News

Group might have spotted earliest Osprey return ever

TIM PERRY PHOTO | A group of bird watchers claim they saw the their earliest-ever osprey returnee. North Fork Bob (pictured here ) is still in Venezuela.

Nature’s calendar brings most ospreys back to Long Island waters just in time for St. Patrick’s Day, but on Abraham Lincoln’s birthday nearly two weeks ago, a group of experienced bird-watchers believe they saw their earliest-ever osprey returnee.

Longtime Audubon Society birding group leaders Rick and Linda Kedenburg of Peconic took a group of 12 teenagers on a excursion to look for birds south of Cutchogue on the morning of Feb. 12. As they drove down New Suffolk Avenue, they saw the distinct form of an osprey resting its talons on a nest on a pole just east of the entrance to Downs Creek.

Linda said that she saw what birders call the distinctive osprey “headlight” of the bird’s white forehead when it turned to them head-on. She and Rick were certain it was an osprey after they watched it through their spotting scope for several minutes.

“He was just sitting there quite upright looking around,” she said. “We thought he was holding his territory, but he hasn’t been seen there again. He probably just found it a handy perch. Usually these birds go very far south for the winter. They’re known to go as far south as Brazil, but he probably wasn’t that far south.”

“He looked pretty bedraggled,” added Rick.

After about ten minutes during which Rick and Linda let the novice birders take a look at their strange sighting through the spotting scope, the bird took off and flew east along the coastline.

“And nobody’s seen it since,” said Linda.

Both birders were fascinated by the sighting of the bird they dubbed “Abe” in honor of Abraham Lincoln, and they began to research other winter osprey sightings on Long Island.

Rick said that the only other winter sighting he found was one reported in western Long Island on a Christmas bird count.

“They figured he was old and didn’t migrate south and was just trying to make it through the winter,” said Rick.

Though Abe’s whereabouts are now a mystery, North Fork Bob, an osprey tagged at another nest on Downs Creek last August, is still enjoying the late summer sun of Venezuela, where he’s spent the past three months fishing along the Ventuari River.

Rob Bierregaard, the ornithologist with the University of North Carolina who tagged Bob last year, said Abe will likely fare all right as long as he has access to open water for fishing.

“Occasionally, there are some real early birds,” he said. “The risk is that they can run into bad weather, but they get good first picks on territory.”

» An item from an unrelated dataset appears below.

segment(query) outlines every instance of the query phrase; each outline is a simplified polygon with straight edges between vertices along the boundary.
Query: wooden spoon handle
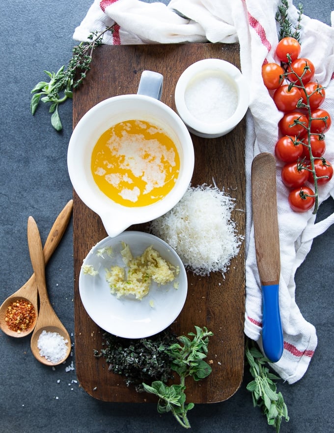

Mr. Bierregaard said that the biggest risk that early ospreys face is the possibility that the water where they fish at their summer grounds is frozen over. The risk is much greater for inland birds than for coastal species. He added that birds seem to time their returns based on an evolutionary instinct that tells them when the waters are frozen.

He guesses that the bird that the Kedenburgs saw was a male, since males usually return to their summer grounds to scope out nesting sites about a week before female birds return.

Mr. Bierregaard expects North Fork Bob to begin his trip home any day now, in time to return to Cutchogue for St. Patrick’s Day.